CI Integration Guide

This guide describes how to integrate operator-chaos into continuous integration pipelines. It covers GitHub Actions and Tekton, including JUnit report generation, exit code conventions, and patterns for gating deployments on chaos experiment results.

Footprint

operator-chaos is designed to be lightweight in CI:

  • Single static binary (~20MB), compiled from Go with no runtime dependencies
  • Distroless container image (quay.io/opendatahub/operator-chaos), runs as non-root user 65532
  • No sidecar processes, no daemon, no operator installation required for CLI mode
  • Offline commands (validate, types, init, preflight --local) need zero infrastructure, not even a cluster

For live experiments you need a Kubernetes cluster. The simplest CI setup uses kind to spin up a throwaway cluster in the same GitHub Actions job. For higher-fidelity tests, point operator-chaos at a staging OpenShift cluster via kubeconfig.

Offline Validation in CI

You can gate PRs on experiment and knowledge model correctness without a cluster.

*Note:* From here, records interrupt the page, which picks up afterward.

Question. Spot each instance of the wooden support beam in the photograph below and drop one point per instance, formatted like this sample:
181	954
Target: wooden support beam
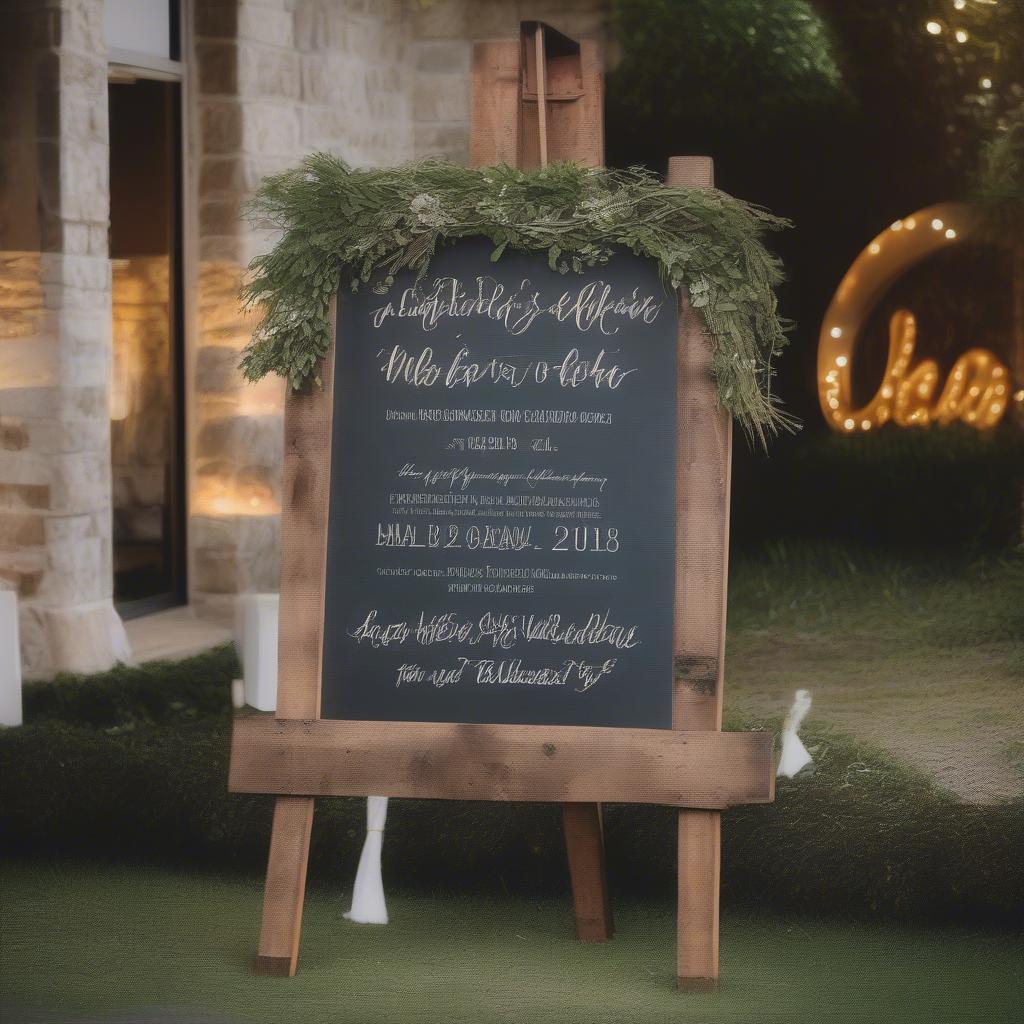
336	758
286	886
585	849
702	482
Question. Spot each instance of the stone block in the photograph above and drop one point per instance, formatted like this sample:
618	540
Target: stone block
22	529
265	25
220	126
80	481
217	62
243	440
445	19
270	128
443	56
85	182
83	29
267	71
441	97
217	369
449	141
220	216
25	496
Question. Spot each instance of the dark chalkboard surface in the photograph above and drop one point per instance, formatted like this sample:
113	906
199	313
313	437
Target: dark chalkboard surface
501	543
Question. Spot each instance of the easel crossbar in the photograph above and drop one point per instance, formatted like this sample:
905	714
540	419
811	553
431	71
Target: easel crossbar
322	758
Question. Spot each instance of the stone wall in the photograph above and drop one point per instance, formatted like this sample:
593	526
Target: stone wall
54	338
374	81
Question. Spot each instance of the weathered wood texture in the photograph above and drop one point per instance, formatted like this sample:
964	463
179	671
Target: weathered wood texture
545	100
322	758
306	488
286	886
702	479
585	850
562	99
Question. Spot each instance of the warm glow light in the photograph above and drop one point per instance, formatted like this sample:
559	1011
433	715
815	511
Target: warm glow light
909	400
909	392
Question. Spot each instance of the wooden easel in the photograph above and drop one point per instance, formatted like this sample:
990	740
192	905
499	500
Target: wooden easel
535	99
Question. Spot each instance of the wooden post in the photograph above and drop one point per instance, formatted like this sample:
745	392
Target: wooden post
305	493
702	479
577	89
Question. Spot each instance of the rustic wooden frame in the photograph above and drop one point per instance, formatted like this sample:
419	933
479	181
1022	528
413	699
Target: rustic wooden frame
693	766
299	757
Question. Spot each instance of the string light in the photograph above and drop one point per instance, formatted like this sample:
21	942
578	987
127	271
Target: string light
909	393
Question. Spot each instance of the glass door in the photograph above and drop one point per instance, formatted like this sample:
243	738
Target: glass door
146	378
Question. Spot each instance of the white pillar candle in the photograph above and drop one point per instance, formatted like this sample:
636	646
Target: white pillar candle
369	906
795	755
256	636
10	660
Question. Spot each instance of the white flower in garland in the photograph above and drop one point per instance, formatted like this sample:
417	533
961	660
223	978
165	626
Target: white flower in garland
428	211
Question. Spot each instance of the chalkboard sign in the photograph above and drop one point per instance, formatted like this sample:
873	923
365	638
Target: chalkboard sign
501	544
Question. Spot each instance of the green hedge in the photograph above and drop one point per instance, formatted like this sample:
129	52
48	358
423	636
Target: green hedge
860	836
156	692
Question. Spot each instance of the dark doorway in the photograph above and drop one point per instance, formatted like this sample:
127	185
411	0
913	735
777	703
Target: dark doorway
146	380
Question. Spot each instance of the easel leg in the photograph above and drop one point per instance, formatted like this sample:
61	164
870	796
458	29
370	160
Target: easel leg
585	847
286	886
699	873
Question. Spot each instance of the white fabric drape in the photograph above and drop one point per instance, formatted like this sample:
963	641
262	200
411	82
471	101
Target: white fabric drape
795	755
369	906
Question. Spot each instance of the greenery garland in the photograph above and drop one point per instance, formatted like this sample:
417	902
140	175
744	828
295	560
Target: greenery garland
368	225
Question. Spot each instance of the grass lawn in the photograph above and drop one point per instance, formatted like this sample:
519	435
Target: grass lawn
91	943
924	657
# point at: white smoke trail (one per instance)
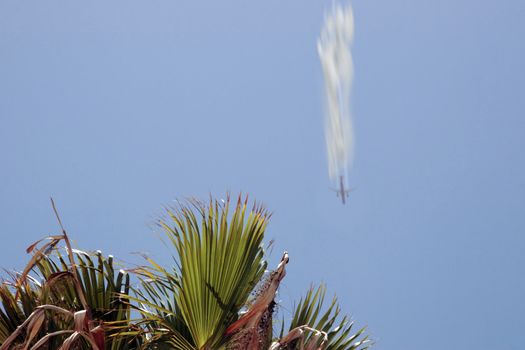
(333, 46)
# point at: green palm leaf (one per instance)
(220, 260)
(309, 312)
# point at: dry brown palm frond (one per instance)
(253, 329)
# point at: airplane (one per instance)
(342, 192)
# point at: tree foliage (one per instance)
(217, 295)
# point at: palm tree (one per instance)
(217, 295)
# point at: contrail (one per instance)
(333, 46)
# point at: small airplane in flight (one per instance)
(342, 192)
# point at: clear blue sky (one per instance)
(115, 108)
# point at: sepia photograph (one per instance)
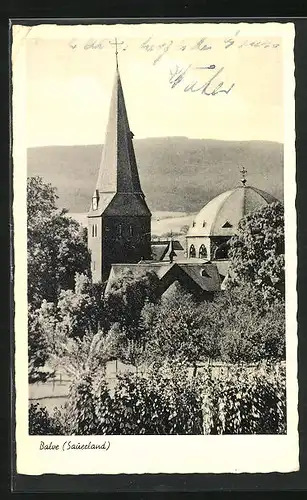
(155, 237)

These checks run in seconds and catch YAML errors, schema violations, and cross-reference issues before code reaches a test environment.

name: Validate Chaos Experiments

on:
  pull_request:
    paths:
      - 'experiments/**'
      - 'knowledge/**'

jobs:
  validate:
    runs-on: ubuntu-latest
    steps:
      - uses: actions/checkout@v4

      - name: Install operator-chaos
        run: go install ./cmd/operator-chaos/

      - name: Validate all experiments
        run: |
          for f in experiments/**/*.yaml; do
            operator-chaos validate "$f"
          done

      - name: Validate all knowledge models
        run: |
          for f in knowledge/*.yaml; do
            operator-chaos validate "$f"
          done

      - name: Local preflight (no cluster)
        run: |
          for f in knowledge/*.yaml; do
            operator-chaos preflight --knowledge "$f" --local
          done

This workflow needs no cluster, no container image, and completes in under 30 seconds. Use it alongside the live experiment workflows below.

Exit Code Conventions

operator-chaos uses standard Unix exit codes. Any non-zero exit causes the CI step to fail.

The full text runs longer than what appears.